Notes on models handling (reusing, sharing input and output, etc)

Is allowed to output the result of ProcessBatches, NormalizeModel, RegularizeModel and MergeModel into an existing model. In this case the existing model will be fully overwritten by the result of the operation. For all operations except ProcessBatches it is also allowed to use the same model in inputs and as an output. For example, typical usage of MergeModel involves combining “nwt” and “nwt_hat” back into “nwt”. This scenario is fully supported. The output and input of ProcessBatches must refer to two different models. Finally, note that MergeModel will ignore all non-existing models in the input (and log a warning). However, if none of the input models exist then MergeModel will thrown an error.

Known differences

  1. Decorrelator regularizer will give slightly different result in the following scenario:

    master.ProcessBatches("pwt", batches, "nwt")
    master.RegularizeModel("pwt", "nwt", "rwt", phi_regularizers)
    master.NormalizeModel("nwt", "pwt", "rwt")
    

    To get the same result as from model.Synchronize() adjust your script as follows:

    master.ProcessBatches("pwt", batches, "nwt")
    master.NormalizeModel("nwt", "pwt_temp")
    master.RegularizeModel("pwt_temp", "nwt", "rwt", phi_regularizers)
    master.NormalizeModel("nwt", "pwt", "rwt")
    
  2. You may use GetThetaMatrix(pwt) to retrieve Theta-matrix, previously calculated for new-style models inside ProcessBatches. However, you can not use GetThetaMatrix(pwt, batch) for new models. They do not have corresponding ModelConfig, and as a result you need to go through ProcessBatches to pass all parameters.
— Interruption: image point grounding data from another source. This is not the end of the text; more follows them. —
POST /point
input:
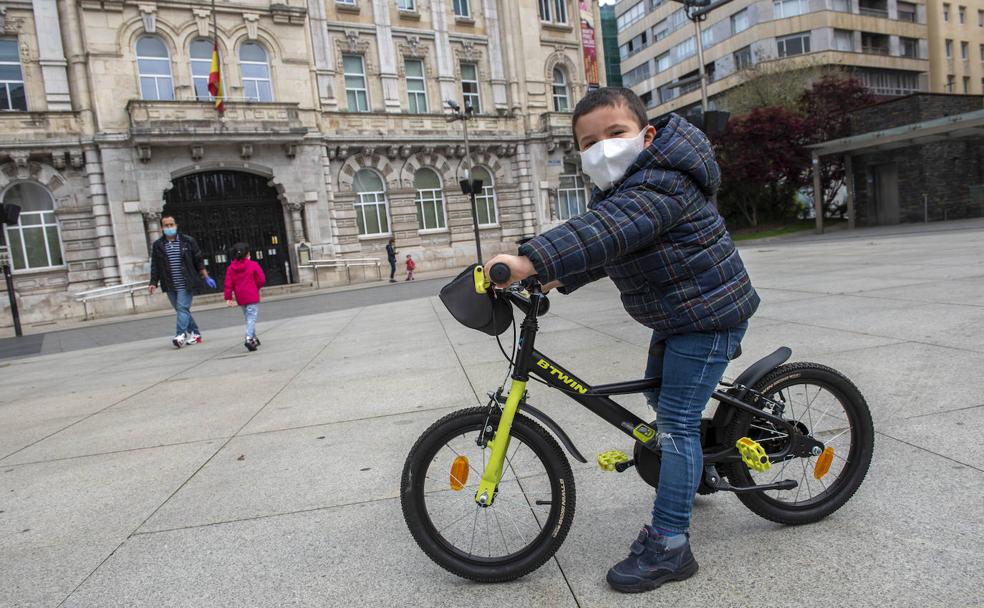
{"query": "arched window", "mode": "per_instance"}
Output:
(201, 66)
(256, 72)
(154, 66)
(11, 77)
(562, 94)
(488, 214)
(371, 212)
(571, 195)
(34, 241)
(430, 200)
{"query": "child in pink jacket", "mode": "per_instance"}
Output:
(244, 277)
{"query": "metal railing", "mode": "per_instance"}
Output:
(106, 292)
(347, 264)
(873, 12)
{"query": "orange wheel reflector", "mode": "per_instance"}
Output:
(823, 463)
(459, 473)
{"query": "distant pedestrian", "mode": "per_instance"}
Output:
(410, 266)
(244, 278)
(391, 258)
(177, 265)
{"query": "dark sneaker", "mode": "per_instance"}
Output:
(650, 564)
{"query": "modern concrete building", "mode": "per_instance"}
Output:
(884, 43)
(956, 46)
(609, 35)
(918, 158)
(335, 133)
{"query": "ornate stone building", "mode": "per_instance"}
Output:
(335, 132)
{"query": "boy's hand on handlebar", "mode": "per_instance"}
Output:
(520, 267)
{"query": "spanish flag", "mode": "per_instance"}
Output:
(215, 79)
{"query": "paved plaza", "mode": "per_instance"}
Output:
(136, 475)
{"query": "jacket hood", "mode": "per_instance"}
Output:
(239, 266)
(680, 147)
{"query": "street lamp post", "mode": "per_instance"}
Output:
(468, 186)
(697, 11)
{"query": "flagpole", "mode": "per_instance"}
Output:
(215, 73)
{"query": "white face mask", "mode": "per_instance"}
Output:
(606, 161)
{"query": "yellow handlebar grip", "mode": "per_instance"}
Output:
(482, 284)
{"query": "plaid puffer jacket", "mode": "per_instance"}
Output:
(659, 239)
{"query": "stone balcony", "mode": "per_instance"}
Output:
(557, 124)
(39, 129)
(179, 122)
(418, 127)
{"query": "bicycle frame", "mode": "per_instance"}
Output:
(597, 399)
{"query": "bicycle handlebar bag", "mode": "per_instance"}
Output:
(485, 312)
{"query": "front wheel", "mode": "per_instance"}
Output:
(529, 518)
(824, 404)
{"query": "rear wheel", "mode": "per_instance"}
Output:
(530, 515)
(821, 403)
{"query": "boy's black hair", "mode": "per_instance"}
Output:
(609, 97)
(239, 251)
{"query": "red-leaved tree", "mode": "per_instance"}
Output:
(763, 162)
(825, 107)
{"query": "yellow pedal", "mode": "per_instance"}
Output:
(608, 460)
(753, 455)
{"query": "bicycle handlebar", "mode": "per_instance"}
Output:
(500, 273)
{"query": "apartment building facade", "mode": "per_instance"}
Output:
(956, 47)
(884, 43)
(335, 132)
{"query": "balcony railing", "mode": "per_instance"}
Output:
(873, 12)
(874, 50)
(174, 120)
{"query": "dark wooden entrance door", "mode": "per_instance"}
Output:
(221, 208)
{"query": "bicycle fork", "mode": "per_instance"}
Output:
(492, 474)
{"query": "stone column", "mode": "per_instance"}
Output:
(152, 228)
(52, 56)
(79, 83)
(498, 79)
(105, 239)
(326, 157)
(296, 221)
(387, 55)
(516, 69)
(527, 196)
(323, 68)
(445, 59)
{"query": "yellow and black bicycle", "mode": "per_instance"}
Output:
(488, 493)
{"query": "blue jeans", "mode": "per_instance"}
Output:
(691, 365)
(250, 311)
(181, 303)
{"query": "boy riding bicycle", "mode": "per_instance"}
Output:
(652, 229)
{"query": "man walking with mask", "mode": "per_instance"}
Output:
(176, 264)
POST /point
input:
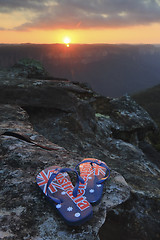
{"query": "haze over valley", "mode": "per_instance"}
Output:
(111, 70)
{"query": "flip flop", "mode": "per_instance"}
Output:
(94, 172)
(68, 200)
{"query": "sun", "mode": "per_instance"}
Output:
(67, 40)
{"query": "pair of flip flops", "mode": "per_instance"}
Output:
(73, 202)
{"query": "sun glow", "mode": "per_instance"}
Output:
(67, 40)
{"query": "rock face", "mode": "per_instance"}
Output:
(25, 214)
(80, 123)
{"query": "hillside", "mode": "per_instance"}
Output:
(111, 70)
(150, 101)
(60, 123)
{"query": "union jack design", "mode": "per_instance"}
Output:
(98, 170)
(42, 180)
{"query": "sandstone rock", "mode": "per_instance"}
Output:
(25, 214)
(79, 120)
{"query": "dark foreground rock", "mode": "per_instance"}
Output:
(25, 214)
(74, 118)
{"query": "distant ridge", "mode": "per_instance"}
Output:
(111, 70)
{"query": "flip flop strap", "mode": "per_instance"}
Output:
(98, 162)
(53, 176)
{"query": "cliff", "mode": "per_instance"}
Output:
(77, 123)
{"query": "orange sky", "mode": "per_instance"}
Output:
(83, 21)
(139, 34)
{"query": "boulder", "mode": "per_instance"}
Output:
(80, 123)
(25, 213)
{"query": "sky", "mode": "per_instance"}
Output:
(83, 21)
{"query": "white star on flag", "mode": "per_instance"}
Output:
(69, 209)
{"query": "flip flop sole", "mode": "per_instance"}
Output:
(91, 174)
(74, 210)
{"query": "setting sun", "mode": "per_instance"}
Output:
(67, 40)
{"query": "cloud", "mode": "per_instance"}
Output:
(70, 14)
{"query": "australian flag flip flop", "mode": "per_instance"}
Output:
(69, 201)
(94, 172)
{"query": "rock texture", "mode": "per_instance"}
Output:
(25, 214)
(80, 123)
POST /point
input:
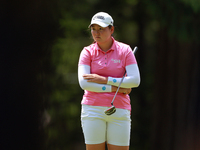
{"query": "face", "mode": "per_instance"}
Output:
(100, 34)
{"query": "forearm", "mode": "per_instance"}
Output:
(131, 80)
(91, 86)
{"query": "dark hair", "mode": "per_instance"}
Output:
(110, 26)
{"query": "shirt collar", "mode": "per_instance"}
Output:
(113, 47)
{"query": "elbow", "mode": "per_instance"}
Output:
(136, 82)
(83, 84)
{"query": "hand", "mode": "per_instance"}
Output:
(95, 78)
(122, 90)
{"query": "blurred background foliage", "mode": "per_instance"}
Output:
(43, 40)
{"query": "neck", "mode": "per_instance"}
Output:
(106, 46)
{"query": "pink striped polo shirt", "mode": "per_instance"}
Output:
(111, 63)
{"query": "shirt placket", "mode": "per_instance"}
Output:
(106, 59)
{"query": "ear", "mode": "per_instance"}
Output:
(112, 29)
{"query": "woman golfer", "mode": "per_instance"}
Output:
(100, 70)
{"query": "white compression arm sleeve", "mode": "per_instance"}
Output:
(131, 80)
(90, 86)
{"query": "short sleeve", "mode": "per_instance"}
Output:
(85, 57)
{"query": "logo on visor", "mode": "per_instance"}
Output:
(99, 17)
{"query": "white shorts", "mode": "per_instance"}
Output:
(98, 127)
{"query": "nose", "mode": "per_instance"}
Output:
(96, 32)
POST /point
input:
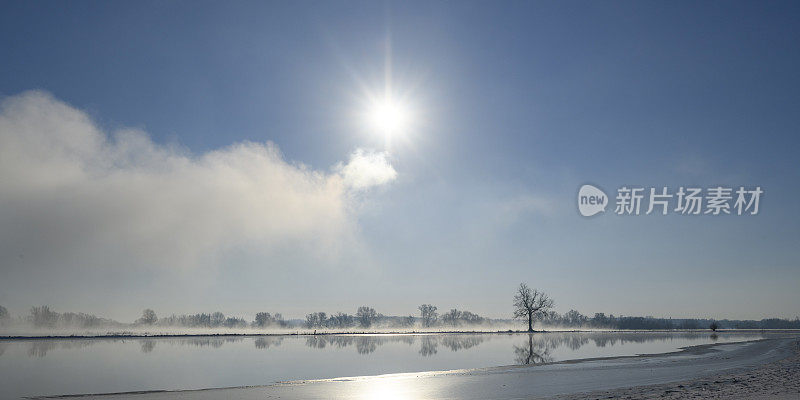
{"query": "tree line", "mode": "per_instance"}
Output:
(529, 305)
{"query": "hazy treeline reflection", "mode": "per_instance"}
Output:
(534, 348)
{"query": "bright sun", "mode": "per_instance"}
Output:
(389, 116)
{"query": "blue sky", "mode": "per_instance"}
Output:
(517, 105)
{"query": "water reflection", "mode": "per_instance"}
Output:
(40, 348)
(267, 342)
(148, 345)
(536, 351)
(527, 349)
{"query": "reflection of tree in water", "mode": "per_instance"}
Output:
(428, 347)
(456, 343)
(340, 341)
(148, 345)
(369, 344)
(535, 352)
(603, 339)
(316, 342)
(366, 345)
(267, 342)
(39, 348)
(207, 341)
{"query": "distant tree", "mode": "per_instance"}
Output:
(428, 314)
(43, 317)
(530, 304)
(471, 318)
(316, 320)
(452, 317)
(217, 319)
(574, 318)
(341, 320)
(366, 316)
(233, 322)
(263, 319)
(148, 317)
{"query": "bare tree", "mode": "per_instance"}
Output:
(530, 304)
(428, 314)
(366, 316)
(148, 317)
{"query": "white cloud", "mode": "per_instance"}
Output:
(366, 169)
(74, 196)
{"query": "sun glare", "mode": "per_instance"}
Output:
(389, 116)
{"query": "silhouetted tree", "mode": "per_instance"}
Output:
(451, 317)
(148, 317)
(316, 320)
(366, 316)
(217, 319)
(341, 320)
(530, 304)
(428, 314)
(43, 317)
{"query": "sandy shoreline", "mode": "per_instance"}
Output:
(378, 333)
(776, 380)
(720, 365)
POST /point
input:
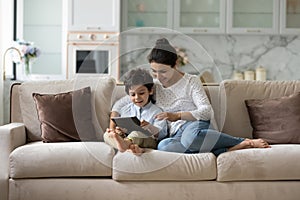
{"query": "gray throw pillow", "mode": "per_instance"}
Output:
(276, 120)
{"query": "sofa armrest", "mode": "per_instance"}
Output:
(11, 136)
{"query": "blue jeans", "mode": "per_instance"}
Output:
(195, 137)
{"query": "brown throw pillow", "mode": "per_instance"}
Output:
(276, 120)
(66, 117)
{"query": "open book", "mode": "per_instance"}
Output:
(133, 124)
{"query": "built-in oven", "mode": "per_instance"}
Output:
(92, 53)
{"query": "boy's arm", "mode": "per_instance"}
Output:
(112, 125)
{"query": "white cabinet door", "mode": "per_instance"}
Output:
(94, 15)
(253, 17)
(290, 17)
(205, 16)
(152, 14)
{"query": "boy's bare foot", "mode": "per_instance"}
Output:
(122, 144)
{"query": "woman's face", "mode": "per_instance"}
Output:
(163, 73)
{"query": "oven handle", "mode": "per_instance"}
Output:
(96, 44)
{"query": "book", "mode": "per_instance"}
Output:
(133, 124)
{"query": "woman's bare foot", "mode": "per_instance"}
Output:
(250, 143)
(243, 145)
(260, 143)
(136, 150)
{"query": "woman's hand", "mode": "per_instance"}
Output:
(144, 123)
(168, 116)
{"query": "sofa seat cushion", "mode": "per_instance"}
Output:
(166, 166)
(280, 162)
(64, 159)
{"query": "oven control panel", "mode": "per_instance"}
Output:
(92, 37)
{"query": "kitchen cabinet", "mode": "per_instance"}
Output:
(194, 16)
(252, 17)
(145, 13)
(44, 29)
(94, 15)
(290, 17)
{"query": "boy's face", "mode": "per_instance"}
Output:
(139, 95)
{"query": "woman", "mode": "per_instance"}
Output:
(187, 108)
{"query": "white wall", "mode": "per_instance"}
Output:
(6, 37)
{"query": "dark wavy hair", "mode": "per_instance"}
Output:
(138, 76)
(163, 52)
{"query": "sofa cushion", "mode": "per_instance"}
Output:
(233, 113)
(66, 116)
(101, 87)
(63, 159)
(159, 165)
(276, 120)
(280, 162)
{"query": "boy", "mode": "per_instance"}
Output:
(139, 86)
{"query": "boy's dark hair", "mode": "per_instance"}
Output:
(163, 53)
(139, 77)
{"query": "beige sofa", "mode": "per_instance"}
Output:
(93, 170)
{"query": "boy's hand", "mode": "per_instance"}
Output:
(168, 116)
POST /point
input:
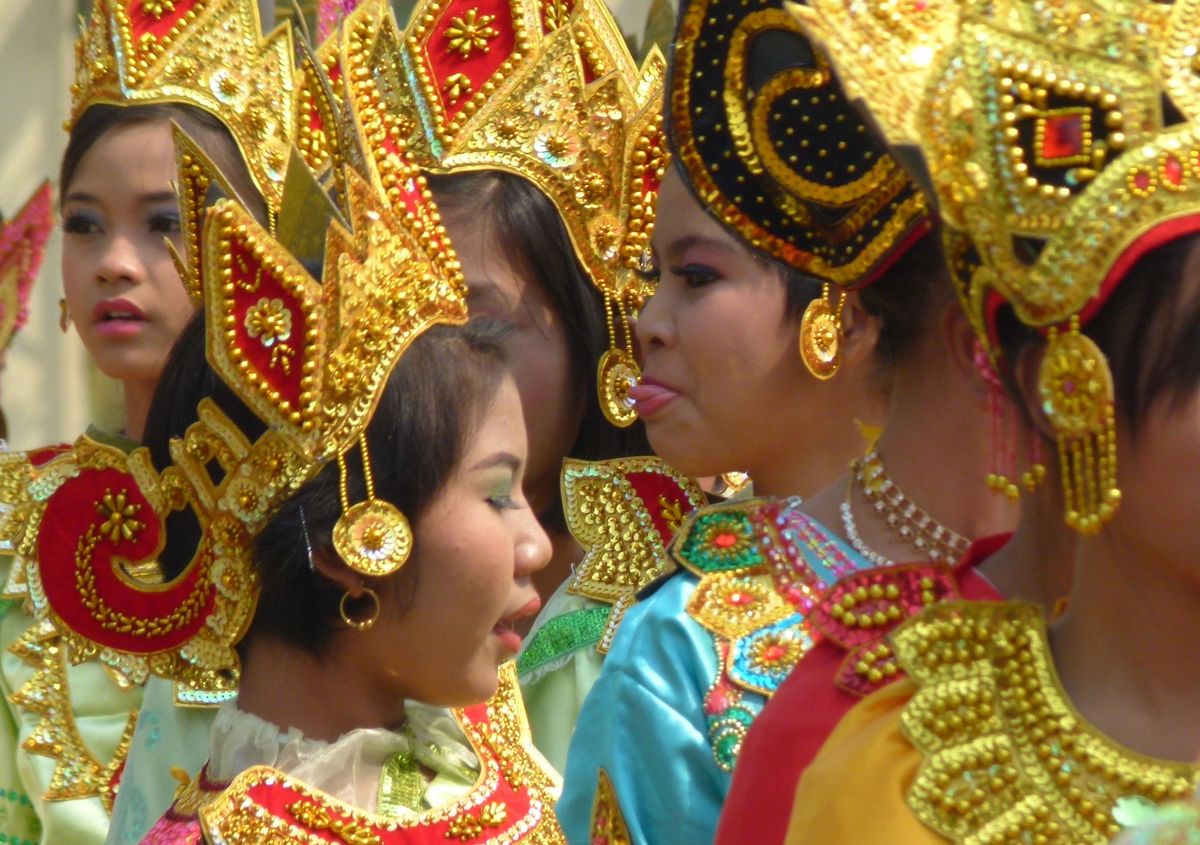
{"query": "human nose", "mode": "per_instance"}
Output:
(119, 261)
(533, 547)
(654, 325)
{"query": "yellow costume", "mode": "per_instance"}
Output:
(1061, 142)
(978, 744)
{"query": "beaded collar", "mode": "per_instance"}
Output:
(513, 802)
(1007, 757)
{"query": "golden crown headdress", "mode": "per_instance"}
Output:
(210, 54)
(545, 89)
(22, 247)
(1062, 143)
(772, 145)
(310, 358)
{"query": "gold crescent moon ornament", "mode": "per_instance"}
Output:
(616, 375)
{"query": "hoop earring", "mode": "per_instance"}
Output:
(359, 624)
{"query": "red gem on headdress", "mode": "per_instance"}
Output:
(1173, 171)
(1062, 136)
(725, 540)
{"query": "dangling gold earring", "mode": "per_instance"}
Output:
(359, 624)
(618, 371)
(373, 538)
(821, 335)
(1077, 393)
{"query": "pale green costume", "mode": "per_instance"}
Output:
(101, 712)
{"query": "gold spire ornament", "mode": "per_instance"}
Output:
(547, 91)
(309, 358)
(1061, 143)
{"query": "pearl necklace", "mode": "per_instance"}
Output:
(930, 538)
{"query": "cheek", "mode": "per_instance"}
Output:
(76, 273)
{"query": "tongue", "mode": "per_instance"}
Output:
(641, 393)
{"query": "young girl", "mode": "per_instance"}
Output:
(334, 663)
(724, 384)
(1071, 731)
(125, 299)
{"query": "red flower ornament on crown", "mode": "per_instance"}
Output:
(310, 358)
(1061, 142)
(210, 54)
(549, 91)
(22, 247)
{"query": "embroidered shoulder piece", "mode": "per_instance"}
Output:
(1006, 756)
(79, 772)
(755, 588)
(861, 610)
(513, 801)
(756, 583)
(623, 513)
(609, 825)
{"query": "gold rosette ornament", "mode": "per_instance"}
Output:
(309, 358)
(1061, 142)
(547, 91)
Network modus operandi is removed

Network modus operandi had been removed from BigARTM v0.7.0.

This decision had been taken because current implementation struggle from many issues, particularly from poor performance and stability. We expect to re-implement this functionality on top of new-style models.

Please, let us know if this caused issues for you, and we will consider to re-introduce networking in v0.8.0.

Coherence regularizer and scores (experimental)

Refer to example in example16_coherence_score.py.